Элейн покачала головой; она забыла о рыжеволосом мужчине, который привиделся ей в сумятице лихорадочных видений.
– И больше нет горящих замков, – улыбнулся он. – Я уже думаю, где в случае пожара поставить людей с ведрами. – Он все еще остро чувствовал жестокость описанной сцены.
– Это не был ни один из твоих замков, – сказала она, стараясь переубедить его.
– Тогда чей же? – мягко спросил он.
– Это был замок сэра Уильяма в Хэе.
Наступило долгое молчание.
– Сейчас хранитель замка в Хэе – королевский юстициарий [6] Губерт де Бург, – наконец проговорил он. – Возможно, тебе привиделось прошлое, дорогая. Твой дедушка, король Джон, двадцать лет назад сжег Хэй, а перед тем убил бабушку и дедушку сэра Уильяма. – Он заметил, как побелели ее кулаки. – Все это уже было очень давно. И давно забыто, Элейн.
– Я знаю, – шепнула она.
Гость знал, насколько важна была та новость, которую он сообщил. Ему дали свежей воды для умывания, поставили еду и вино в большом зале и потом, как требовали приличия, он отплатил за оказанное ему гостеприимство, рассказав новости о странах, которые проезжал. Он был в Херфорде и там услышал о разорении замка Хэй и последних сражениях в Уэльсе.
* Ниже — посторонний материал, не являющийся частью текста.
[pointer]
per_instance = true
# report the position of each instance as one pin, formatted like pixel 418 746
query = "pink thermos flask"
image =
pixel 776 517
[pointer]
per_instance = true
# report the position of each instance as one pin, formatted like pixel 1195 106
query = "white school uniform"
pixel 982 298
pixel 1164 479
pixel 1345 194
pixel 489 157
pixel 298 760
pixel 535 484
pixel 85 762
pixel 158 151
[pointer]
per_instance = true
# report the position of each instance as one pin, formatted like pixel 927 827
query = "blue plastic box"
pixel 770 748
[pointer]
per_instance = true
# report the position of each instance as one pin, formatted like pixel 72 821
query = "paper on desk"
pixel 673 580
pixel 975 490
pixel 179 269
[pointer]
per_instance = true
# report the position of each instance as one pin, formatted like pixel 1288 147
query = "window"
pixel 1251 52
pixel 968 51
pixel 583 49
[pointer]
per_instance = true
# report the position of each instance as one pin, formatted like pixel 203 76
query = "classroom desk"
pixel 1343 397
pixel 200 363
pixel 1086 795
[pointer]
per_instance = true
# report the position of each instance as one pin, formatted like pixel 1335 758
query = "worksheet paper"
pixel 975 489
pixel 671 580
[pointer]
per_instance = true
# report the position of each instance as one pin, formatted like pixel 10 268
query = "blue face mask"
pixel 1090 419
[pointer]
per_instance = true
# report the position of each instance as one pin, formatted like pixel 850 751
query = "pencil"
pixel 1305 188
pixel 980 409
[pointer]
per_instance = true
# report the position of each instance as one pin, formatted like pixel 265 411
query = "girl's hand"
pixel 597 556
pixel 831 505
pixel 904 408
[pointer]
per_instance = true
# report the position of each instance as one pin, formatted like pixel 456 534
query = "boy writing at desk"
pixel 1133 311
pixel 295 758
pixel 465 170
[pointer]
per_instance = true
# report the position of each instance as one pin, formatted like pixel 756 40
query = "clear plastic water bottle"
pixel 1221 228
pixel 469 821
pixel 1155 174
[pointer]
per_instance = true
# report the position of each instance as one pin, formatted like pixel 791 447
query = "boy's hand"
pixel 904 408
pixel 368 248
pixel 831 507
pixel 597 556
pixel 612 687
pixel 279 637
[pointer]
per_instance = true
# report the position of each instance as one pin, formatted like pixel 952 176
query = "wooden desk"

– Я слышал, что замок до сих пор восстанавливают после нападения. Женщины с детьми пытались спрятаться в церкви, но ее тоже сожгли. А сам замок и расположенные в окрестностях постройки, насколько мне известно, сровняли с землей.
Джон в оцепенении смотрел на него. Сидевшая рядом с ним Элейн была бледна как полотно.
– Кто же это сделал? – Джон положил свою руку на руку Элейн.
– Принц Аберфрау. Ваш отец, миледи. Это он спалил Хэй.
Вскоре к Джону пришли письма от Ливелина. Он писал, что сделал это, дабы ограничить влияние де Бурга и напомнить королю Англии, чтобы тот не посягал на Уэльс.
– Это неправда, – резко ответила Элейн, стоя с письмом в руках. – Он сжег Хэй, чтобы отомстить. Хэй ведь был любимым замком сэра Уильяма. – Она глубоко и порывисто вздохнула, пытаясь сдержать слезы. – Бедная Изабелла, что она теперь чувствует у себя в Абере.
Она трижды писала своей подруге, но письма оставались без ответа.